Les consorts X... ont conclu au débouté de Muriel B... de l'ensemble de ses demandes en faisant valoir :
- qu'il n'était pas justifié d'un compromis de vente portant sur le fonds de commerce, ni d'un projet d'acte authentique ;
- que Muriel B... ne justifiait pas d'une exploitation réelle du fonds ni avoir satisfait aux manquements énoncés dans la notification du refus de renouvellement du bail ;
- que Muriel B... a quitté volontairement les lieux sans contester le refus de renouvellement.
A titre reconventionnel, les consorts X... ont sollicité une mesure d'expertise afin d'évaluer le coût de la remise en état des locaux loués et dégradés par Muriel B....
Muriel B... a été mise en liquidation judiciaire par jugement du Tribunal de Commerce en date du 16 décembre 2005.

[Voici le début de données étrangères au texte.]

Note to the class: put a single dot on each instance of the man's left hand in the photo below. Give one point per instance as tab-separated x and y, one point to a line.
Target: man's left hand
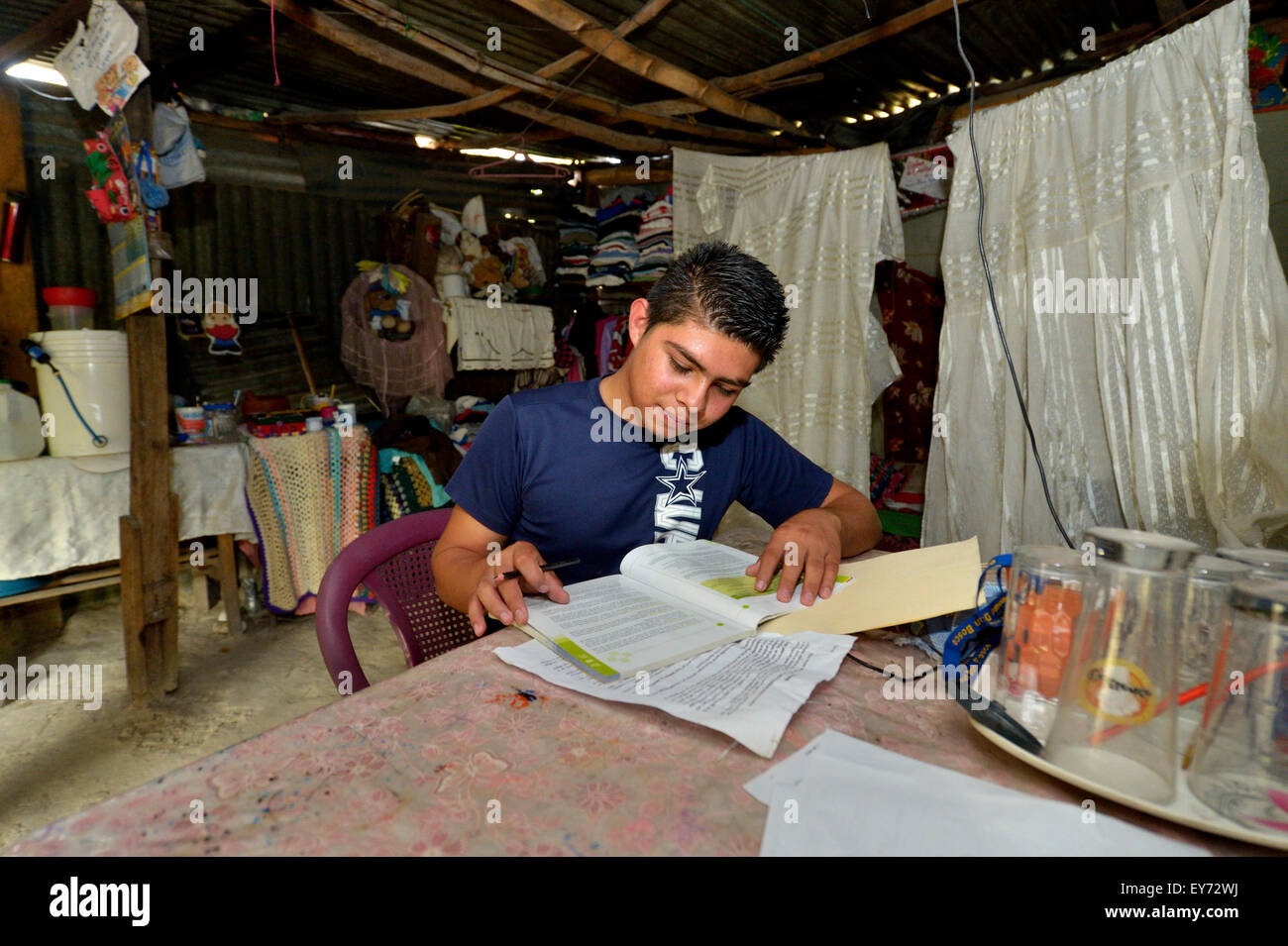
809	545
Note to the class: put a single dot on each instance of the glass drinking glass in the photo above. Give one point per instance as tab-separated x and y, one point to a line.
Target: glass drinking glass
1240	761
1116	722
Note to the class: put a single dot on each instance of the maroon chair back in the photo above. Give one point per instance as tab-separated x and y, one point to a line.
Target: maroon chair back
393	562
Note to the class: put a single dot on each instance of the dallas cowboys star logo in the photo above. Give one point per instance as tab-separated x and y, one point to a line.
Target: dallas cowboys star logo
681	485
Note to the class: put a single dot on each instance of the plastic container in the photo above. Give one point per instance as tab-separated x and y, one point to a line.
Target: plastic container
69	308
347	415
20	425
192	424
95	367
455	286
220	424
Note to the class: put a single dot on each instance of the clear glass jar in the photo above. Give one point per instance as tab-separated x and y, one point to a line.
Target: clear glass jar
1043	600
1266	563
1207	607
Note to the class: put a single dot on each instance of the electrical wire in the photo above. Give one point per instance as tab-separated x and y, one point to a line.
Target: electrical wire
98	439
888	674
988	278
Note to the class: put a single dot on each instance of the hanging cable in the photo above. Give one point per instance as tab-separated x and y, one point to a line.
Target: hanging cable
988	278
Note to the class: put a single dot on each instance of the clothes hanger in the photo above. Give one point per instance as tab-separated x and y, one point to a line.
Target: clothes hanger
548	172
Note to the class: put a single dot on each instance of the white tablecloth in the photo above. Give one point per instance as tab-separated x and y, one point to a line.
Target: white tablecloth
59	516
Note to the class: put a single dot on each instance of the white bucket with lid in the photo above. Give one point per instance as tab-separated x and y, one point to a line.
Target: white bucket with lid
95	367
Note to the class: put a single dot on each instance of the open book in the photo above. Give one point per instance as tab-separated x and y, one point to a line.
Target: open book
671	601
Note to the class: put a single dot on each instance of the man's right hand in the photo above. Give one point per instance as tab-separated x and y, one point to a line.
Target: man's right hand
503	598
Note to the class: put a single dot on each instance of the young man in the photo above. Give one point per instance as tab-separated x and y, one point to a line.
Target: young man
554	475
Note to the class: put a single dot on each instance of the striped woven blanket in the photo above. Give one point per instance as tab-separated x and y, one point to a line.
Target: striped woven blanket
309	495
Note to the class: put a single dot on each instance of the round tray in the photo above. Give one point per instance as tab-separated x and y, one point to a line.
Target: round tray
1184	809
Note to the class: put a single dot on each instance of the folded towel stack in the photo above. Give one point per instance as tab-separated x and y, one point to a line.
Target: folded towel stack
655	241
578	239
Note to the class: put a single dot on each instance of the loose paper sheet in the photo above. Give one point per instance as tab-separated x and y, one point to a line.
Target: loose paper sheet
893	589
842	796
748	690
99	63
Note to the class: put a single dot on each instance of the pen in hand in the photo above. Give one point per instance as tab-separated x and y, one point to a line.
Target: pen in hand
548	567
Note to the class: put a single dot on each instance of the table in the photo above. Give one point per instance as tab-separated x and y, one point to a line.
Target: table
65	519
447	758
59	516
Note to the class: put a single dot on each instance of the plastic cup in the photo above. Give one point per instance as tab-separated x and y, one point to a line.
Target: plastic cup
192	421
1116	723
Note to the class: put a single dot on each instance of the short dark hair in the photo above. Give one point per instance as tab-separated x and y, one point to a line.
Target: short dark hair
724	288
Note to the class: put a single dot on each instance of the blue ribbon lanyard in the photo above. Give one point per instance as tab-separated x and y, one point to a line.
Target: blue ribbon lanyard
974	639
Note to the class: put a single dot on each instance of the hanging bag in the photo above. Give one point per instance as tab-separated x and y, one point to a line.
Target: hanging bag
154	194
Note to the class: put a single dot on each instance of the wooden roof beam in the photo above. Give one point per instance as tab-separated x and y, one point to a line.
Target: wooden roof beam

Maître A... désigné en qualité de mandataire liquidateur a conclu aux mêmes fins que Muriel B... .
Par jugement du 30 mai 2007, le Tribunal a :
- dit le non- renouvellement du bail non fondé ;
- dit que Muriel B... a droit à recevoir une indemnité d'éviction ;
- dit que l'attitude des consorts X... n'est pas constitutive d'un abus de droit ;
- débouté Muriel B... de sa demande de dommages et intérêts.
Avant-dire droit sur les demandes financières, ordonné une expertise et commis François D... avec pour mission d'effectuer toutes investigations pour permettre au Tribunal de :
- fixer le montant de l'indemnité d'éviction,- chiffrer le coût de la remise en état des locaux.
APPEL :
Appelant de ce jugement, les consorts X... concluent à sa réformation sauf en ce qui concerne la remise en état, et au débouté de Muriel B... de ses demandes ils réclament 4 000 euros au titre de l'article 700 du Code de Procédure Civile.
Ils maintiennent leur explication quant aux divers manquements aux obligations du bail tels que visés dans la notification du refus de renouvellement et rappellent :
- que Muriel B... ne leur a jamais fait parvenir un exemplaire de l'acte de cession du fonds tel que prévu à l'article 21 du bail ;
- que préalablement à la vente du fonds il n'était pas exigé l'accord du bailleur ;
- que par suite les lettres adressées par le notaire n'avaient pas lieu d'être ;
- qu'en tout état de cause, la date de réception de ces envois ne leur permettait pas de satisfaire à la demande formulée, cf lettre du 21 janvier 2004 reçue le 29 janvier 2004 pour une convocation à la date du 26 janvier 2004,
- que l'annulation du compromis de vente fait suite à la réalisation de la condition suspensive de renouvellement du bail, imputable à Muriel B... seule, dont l'arriéré de loyer au 28 janvier 2004 s'élevait à 12 500 euros (cf lettre du notaire du 28 janvier 2004) ;
- que les locaux lors de la remise des clefs par voie d'huissier se sont révélés abandonnés et en mauvais état ;
- qu'ignorant cette situation, les bailleurs ne pouvaient adresser de mise en demeure au locataire.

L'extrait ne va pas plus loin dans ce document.